Anyone who has worked in the NPM ecosystem will know how painful it can be when you have two closely related libraries that you wish to update together. You update the first, run your tests and make a release to NPM. Now you update the second, but oh look, a bug! So you return to the first, fix the code, push to NPM...

Or imagine your company has strict requirements about how you can store your code. You cannot release your packages openly on GitHub, and using a hosted binary repository requires you to map your current security policy into their system. Not to mention that it also introduces another point-of-failure.

Or consider how an NPM package might differ from the source-code reviewed on GitHub. Have you ever checked the hash of an NPM package against the output of npm publish run locally?
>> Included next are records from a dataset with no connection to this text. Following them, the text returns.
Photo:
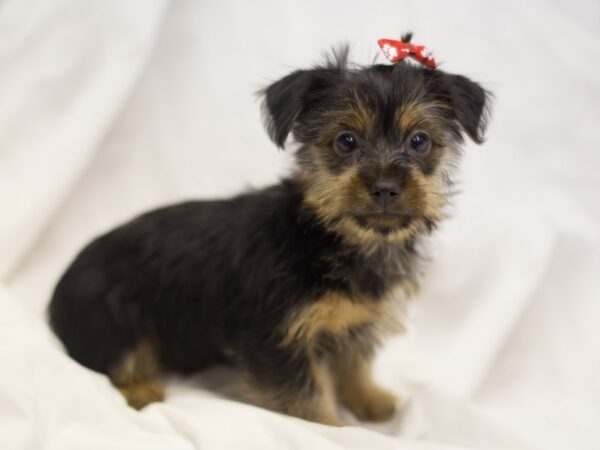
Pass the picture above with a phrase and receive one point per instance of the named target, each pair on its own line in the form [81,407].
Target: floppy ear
[288,98]
[470,102]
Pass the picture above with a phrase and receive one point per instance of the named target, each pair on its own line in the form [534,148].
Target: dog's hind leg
[135,376]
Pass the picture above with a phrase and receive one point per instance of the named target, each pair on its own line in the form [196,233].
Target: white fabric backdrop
[109,108]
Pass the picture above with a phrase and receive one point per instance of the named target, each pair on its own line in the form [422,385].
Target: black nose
[385,192]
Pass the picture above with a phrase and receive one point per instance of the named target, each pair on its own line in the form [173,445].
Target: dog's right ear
[286,100]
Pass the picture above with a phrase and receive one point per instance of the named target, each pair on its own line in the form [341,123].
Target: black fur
[203,277]
[207,282]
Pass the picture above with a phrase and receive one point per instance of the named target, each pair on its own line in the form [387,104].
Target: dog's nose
[385,192]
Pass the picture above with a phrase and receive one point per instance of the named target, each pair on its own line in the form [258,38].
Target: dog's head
[377,144]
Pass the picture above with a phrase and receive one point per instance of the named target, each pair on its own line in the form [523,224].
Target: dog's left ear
[287,100]
[469,101]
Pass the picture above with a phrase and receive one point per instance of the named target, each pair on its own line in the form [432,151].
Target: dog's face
[377,144]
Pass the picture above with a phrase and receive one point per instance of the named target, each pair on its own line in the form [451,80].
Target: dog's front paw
[375,404]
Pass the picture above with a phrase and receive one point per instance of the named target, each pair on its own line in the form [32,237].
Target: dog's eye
[345,143]
[420,143]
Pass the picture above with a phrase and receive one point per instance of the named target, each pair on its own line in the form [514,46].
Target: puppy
[295,284]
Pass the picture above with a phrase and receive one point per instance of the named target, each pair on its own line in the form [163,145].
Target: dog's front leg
[292,382]
[357,390]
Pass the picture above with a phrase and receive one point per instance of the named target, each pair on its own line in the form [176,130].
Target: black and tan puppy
[297,283]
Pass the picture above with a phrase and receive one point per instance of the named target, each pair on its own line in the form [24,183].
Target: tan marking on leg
[357,390]
[334,313]
[315,402]
[142,393]
[135,377]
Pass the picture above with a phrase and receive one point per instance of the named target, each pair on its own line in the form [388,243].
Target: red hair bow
[397,50]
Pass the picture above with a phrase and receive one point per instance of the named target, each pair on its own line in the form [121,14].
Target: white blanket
[110,107]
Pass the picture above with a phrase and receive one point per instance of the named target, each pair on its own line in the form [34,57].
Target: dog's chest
[336,314]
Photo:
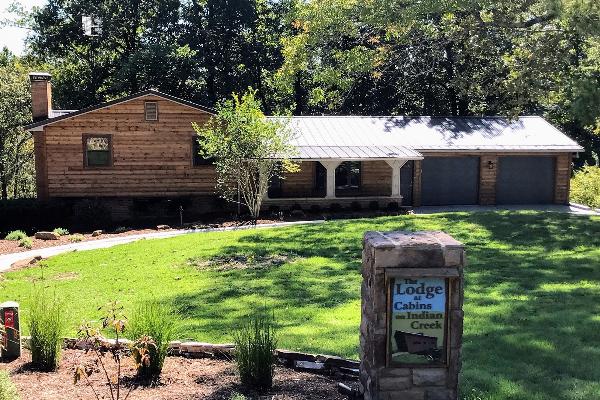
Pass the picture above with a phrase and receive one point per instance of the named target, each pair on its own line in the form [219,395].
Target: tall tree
[16,147]
[465,57]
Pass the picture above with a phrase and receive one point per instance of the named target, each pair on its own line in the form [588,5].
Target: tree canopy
[455,57]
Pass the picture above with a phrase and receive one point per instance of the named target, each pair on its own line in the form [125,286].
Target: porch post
[330,166]
[396,165]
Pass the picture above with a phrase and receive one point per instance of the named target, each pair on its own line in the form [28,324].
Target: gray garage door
[450,180]
[525,180]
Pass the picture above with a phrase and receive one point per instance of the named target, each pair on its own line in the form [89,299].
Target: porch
[346,176]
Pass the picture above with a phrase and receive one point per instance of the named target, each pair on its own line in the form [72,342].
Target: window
[151,110]
[97,151]
[347,176]
[197,158]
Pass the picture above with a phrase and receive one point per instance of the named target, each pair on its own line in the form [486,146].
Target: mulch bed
[12,246]
[182,379]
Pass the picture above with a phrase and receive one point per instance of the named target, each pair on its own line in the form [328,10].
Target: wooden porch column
[396,166]
[330,166]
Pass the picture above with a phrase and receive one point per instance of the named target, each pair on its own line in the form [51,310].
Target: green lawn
[532,306]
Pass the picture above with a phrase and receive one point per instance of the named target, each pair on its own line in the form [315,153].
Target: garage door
[525,180]
[450,180]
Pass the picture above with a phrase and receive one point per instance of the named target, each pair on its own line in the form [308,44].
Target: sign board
[417,325]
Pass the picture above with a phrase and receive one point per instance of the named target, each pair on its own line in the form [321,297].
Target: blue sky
[12,37]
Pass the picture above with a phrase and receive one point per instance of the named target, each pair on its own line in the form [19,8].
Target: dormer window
[151,110]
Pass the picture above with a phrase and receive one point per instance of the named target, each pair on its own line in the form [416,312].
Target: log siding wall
[149,158]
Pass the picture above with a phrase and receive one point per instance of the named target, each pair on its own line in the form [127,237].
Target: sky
[12,37]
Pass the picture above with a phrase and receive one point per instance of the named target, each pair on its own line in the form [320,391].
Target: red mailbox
[9,317]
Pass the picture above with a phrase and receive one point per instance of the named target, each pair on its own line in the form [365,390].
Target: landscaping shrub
[255,343]
[46,327]
[8,391]
[585,186]
[61,231]
[76,238]
[16,235]
[154,326]
[26,242]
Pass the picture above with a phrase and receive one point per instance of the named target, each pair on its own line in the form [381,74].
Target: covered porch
[343,175]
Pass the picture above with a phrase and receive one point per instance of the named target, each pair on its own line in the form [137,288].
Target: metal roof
[356,153]
[523,134]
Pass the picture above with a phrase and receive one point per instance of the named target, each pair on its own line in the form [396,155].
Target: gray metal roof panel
[432,133]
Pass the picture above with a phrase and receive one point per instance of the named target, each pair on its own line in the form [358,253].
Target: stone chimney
[41,95]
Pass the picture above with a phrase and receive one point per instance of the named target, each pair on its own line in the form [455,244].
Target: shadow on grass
[531,307]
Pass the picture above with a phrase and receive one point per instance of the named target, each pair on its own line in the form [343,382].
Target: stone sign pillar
[411,318]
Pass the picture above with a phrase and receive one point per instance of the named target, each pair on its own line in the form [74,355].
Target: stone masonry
[424,254]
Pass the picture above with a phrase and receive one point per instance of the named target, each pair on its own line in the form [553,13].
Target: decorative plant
[155,325]
[46,327]
[61,231]
[76,238]
[255,344]
[8,391]
[248,149]
[115,321]
[26,242]
[15,235]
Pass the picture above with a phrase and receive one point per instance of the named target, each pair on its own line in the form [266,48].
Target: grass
[532,306]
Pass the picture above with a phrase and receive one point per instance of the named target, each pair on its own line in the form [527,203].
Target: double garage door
[519,180]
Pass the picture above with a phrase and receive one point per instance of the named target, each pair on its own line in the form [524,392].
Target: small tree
[248,149]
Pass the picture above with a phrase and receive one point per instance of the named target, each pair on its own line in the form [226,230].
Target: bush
[585,186]
[26,242]
[76,238]
[255,343]
[61,231]
[46,327]
[8,391]
[154,325]
[16,235]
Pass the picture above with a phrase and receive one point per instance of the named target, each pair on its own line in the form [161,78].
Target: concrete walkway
[6,260]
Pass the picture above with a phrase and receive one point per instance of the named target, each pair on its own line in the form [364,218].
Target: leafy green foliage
[26,242]
[16,145]
[76,238]
[8,391]
[114,321]
[255,344]
[153,325]
[16,235]
[46,327]
[61,231]
[585,186]
[249,149]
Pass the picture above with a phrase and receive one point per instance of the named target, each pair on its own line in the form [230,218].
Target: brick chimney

I found a mismatch on the first try; it was just a timestamp difference, but it's impractical to investigate every one.

All of these problems are solved if you use Git as your package registry.

  • Infrastructure - You already have a Git server
  • Security - Git is already configured with your team's SSH keys
  • Integrity - you can control exactly what goes into source-control

In other words, things become much simpler if we do not have a package registry at all, but instead leverage existing source-control to achieve the same ends.

Extracting Package Versions From Git

Following the design of Go Dep, we can consider how a Git repository might map to package versions:

  • Every commit is a version.
  • Every branch is a collection of versions, namely the commits on that branch.
  • Every tag is a version; it is the commit that it points to.
  • Every tag that a satisfies a sem-ver parser is a sem-ver.

A picture is worth a 1000 words, so consider this Git commit graph:

We have the following versions:

  • Commit A is on branch master and branch develop
  • Commit B is on branch master, branch develop, tag v1 and sem-ver v1.0.0
  • Commit C is on branch master
  • Commit D is on branch master, tag v2 and sem-ver v2.0.0
  • Commit E is on branch develop

Now the user can write requirements against this information.

  • I might ask for any version on develop, which would be A, B or E.

  • Or perhaps any sem-ver >1, which would be D at v2.0.0.

  • We might even combine these requirements. Requiring a commit that is on master and develop would give us A and B.

We do not need a package registry to obtain version information, we can pull it directly from Git.

But What About Names?

Names are the final piece of the puzzle. How do we know which package names (e.g. boostorg/math) correspond to which Git URLs (e.g. https://github.com/boostorg/math.git)?

Buckaroo supports namespace discovery as it explores the dependency graph, but that's another topic entirely! For most cases, we already have a namespace, provided by the usual suspects...

The mapping is quite simple. Every package on these hosted Git platforms has an owner and a project name. These can be mapped either to an SSH or HTTP Git URL:

let gitHubHttp owner project = 
  "https://github.com/" + owner + "/" + project + ".git"
  
let gitHubSsh owner project = 
  "git@github.com:" + owner + "/" + project + ".git"

This is how Buckaroo works without a package registry; it extracts the information straight from source-control.